I run, run like the wind, dancing with joy along a pathway that arcs like
a rainbow from one end of the Canyon to the other. The running is
pure fantasy; it is the running-flying dream come to life, there is neither
effort nor hint of pain. It is pure flight. I suck in deep breaths of crystal
morning air; I blow heavy drafts of carbon dioxide across my lips. My
arms swing back and forth in graceful cadence to my legs, which bound
and fly over the terrain . . . It’s here, somewhere in the reverie of the Tonto,
with the sun slowly burning over the edge of the Desert Facade far to the
east, the silver strand of the Colorado River roiling and glimmering
below the multilayered tiers of stone stair-stepping from rim to river,
that I realize I am having the finest hour of running in my life. If I go
no farther than Boucher Creek, this incomparable feeling of flight is
the payoff for all the pain and torment I’ve ever felt, because, now,
finally, I’m running wild through the Grand Canyon, floating through
my dream.’

And (more painfully):

‘I continue running but not consciously. I feel more like the wax
figure of a runner, and that my movement is triggered by the most
atavistic of instincts: to get water and survive. Even if I could sit
down and wait for my road warrior friend to come screaming over
the horizon, to rescue me, I wouldn’t make it. There is no shade in
the middle of this holy land, no water, no aid station, no pueblos, no
villagers cheering me on. Nothing. Worse, the only finish line is
some nebulous point, five sleeps west of here. Yet my body keeps
racing the sun toward the fleeing horseman. Is he real? Or have I
already reached that point where I’ll get down on all fours and, in
a deranged effort to quench my thirst, start lapping up the hot sand
as if it were snowmelt tumbling down from the sacred heights of
the San Francisco Mountains?

. . . my support crew hears its own strange voices when I finally
reach Black Falls in the white heat of noon. ‘As soon as you came
around the bend’, Craig told me later, ‘we heard this gasping —
a death chant. You stumbled over to the water and fell in.’ I remember
collapsing face down in the water, my overheated body hitting the water
with what I imagined was a perceptible hiss. I remember lying there
a l-o-o-o-n-g time, trying to cool down my inner core, wondering what
happened to the horseman, wondering if ancient traders suffered the
same way . . .or if they used the ‘secret way of traveling . . . which
is the old way . . . How else did they run a hundred miles a day, day in
and day out?
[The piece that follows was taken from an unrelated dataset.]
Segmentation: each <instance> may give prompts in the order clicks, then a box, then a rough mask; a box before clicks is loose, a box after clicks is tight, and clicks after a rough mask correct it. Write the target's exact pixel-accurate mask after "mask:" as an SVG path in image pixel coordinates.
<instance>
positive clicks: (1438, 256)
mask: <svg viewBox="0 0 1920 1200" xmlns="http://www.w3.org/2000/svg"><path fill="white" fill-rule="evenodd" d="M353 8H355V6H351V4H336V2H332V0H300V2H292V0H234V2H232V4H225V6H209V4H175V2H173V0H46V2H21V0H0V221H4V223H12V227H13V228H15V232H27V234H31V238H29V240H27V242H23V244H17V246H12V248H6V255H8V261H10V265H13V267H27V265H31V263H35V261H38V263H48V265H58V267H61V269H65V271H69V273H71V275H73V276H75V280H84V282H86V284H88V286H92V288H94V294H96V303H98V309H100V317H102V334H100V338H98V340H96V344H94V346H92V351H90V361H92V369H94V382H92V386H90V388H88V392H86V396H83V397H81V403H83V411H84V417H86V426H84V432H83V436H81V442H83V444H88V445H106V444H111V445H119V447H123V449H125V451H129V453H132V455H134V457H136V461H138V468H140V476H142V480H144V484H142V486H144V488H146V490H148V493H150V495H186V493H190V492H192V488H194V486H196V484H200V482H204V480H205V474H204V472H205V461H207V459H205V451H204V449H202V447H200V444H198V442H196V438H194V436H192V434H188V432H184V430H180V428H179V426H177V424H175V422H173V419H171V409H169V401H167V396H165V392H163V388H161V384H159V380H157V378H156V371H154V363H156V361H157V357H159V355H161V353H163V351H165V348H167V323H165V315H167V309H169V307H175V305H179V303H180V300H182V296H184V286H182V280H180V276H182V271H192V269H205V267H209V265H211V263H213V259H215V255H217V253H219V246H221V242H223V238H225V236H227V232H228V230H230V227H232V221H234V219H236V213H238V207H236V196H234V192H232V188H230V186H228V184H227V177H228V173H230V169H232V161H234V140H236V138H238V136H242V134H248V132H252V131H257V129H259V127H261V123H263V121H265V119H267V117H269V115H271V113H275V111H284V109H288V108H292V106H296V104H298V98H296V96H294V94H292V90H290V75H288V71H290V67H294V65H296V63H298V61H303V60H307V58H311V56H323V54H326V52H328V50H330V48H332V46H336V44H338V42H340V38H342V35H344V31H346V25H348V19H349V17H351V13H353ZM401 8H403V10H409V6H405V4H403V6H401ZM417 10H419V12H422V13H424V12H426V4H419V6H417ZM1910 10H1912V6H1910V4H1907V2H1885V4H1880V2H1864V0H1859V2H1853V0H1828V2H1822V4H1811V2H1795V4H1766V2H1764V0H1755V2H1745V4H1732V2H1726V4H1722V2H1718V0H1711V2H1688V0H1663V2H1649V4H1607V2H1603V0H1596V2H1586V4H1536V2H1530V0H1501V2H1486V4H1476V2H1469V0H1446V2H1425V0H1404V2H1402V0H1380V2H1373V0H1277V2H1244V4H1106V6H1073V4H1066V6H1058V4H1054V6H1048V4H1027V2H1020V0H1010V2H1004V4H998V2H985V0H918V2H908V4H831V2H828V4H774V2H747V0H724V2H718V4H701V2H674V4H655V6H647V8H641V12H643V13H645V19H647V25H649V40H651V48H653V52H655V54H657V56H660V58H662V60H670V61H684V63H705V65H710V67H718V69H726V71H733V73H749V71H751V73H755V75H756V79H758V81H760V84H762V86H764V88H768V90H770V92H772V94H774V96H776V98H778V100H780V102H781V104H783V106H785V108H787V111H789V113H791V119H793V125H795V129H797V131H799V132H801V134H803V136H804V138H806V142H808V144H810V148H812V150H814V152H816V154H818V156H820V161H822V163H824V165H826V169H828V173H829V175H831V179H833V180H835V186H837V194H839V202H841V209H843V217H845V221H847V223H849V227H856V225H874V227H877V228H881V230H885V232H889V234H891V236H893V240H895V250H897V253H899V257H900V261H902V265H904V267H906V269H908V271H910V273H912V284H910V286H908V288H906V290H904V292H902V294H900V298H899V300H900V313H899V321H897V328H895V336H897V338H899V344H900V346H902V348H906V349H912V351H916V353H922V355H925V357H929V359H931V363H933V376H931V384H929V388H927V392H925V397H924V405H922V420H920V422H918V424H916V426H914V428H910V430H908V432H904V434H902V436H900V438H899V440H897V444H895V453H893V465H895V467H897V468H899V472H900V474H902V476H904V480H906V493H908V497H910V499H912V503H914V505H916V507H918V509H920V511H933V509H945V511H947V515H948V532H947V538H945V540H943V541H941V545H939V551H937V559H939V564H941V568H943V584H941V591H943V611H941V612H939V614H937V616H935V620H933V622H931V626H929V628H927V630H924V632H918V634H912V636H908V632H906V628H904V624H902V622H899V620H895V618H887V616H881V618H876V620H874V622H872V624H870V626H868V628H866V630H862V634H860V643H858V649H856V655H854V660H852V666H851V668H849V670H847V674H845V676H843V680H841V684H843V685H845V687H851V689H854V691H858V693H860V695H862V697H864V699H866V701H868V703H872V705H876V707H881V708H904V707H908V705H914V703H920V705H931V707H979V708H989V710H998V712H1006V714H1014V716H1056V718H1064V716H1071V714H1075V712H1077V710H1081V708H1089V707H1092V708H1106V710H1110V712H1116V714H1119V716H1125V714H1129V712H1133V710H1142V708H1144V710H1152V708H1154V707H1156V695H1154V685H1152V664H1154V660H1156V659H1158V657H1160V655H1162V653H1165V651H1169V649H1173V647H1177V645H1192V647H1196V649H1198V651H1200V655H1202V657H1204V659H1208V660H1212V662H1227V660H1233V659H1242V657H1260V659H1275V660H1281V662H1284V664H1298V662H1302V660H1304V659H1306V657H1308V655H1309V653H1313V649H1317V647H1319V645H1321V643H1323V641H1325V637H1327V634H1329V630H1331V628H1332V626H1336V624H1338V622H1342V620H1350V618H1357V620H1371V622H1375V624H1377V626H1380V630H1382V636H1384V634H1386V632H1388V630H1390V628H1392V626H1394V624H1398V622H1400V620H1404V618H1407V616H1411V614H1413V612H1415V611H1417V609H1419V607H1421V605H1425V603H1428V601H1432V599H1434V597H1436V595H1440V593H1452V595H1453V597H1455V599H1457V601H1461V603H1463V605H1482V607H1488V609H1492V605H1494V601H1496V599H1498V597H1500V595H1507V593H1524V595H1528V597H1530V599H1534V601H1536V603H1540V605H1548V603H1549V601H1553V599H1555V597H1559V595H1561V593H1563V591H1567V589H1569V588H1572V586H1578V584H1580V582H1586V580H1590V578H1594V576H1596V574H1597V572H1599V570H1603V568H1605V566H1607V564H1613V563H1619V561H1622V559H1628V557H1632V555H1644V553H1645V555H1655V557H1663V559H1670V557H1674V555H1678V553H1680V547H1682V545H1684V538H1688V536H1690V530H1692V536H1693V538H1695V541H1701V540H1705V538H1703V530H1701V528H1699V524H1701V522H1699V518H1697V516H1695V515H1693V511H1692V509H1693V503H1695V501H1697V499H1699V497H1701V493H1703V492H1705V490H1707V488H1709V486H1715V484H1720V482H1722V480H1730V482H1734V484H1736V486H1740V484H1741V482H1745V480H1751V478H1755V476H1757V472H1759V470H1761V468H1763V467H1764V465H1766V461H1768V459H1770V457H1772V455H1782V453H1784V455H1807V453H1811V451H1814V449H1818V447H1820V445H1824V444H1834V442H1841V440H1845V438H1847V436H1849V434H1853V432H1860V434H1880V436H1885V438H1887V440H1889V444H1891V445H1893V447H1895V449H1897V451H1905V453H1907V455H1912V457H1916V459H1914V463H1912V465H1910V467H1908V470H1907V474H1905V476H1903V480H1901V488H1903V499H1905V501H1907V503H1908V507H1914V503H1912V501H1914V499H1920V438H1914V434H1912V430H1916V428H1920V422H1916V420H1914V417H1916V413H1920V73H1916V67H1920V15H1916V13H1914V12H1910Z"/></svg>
I still didn’t have a clue. I was only trying to run forty.”

Ultimately, Annerino’s exploits are about taking the risk of experiencing real life. Maybe his risks are greater, but isn’t this the essence of nearly every run, every day? Running is a risky business of heart and head, and experiencing that risk is what makes the brown grass look so special on this chilly morning. It is what makes for the incredible contrast of the dark green of the slash pine against the deep blue sky when you run the Munson Hills. Or it is the special bond between some runners, chatting on the trail and running comfortably together, like Jerry McDaniel and Bill Perry.

I’ll be out there tomorrow getting my fix. Hope to see you.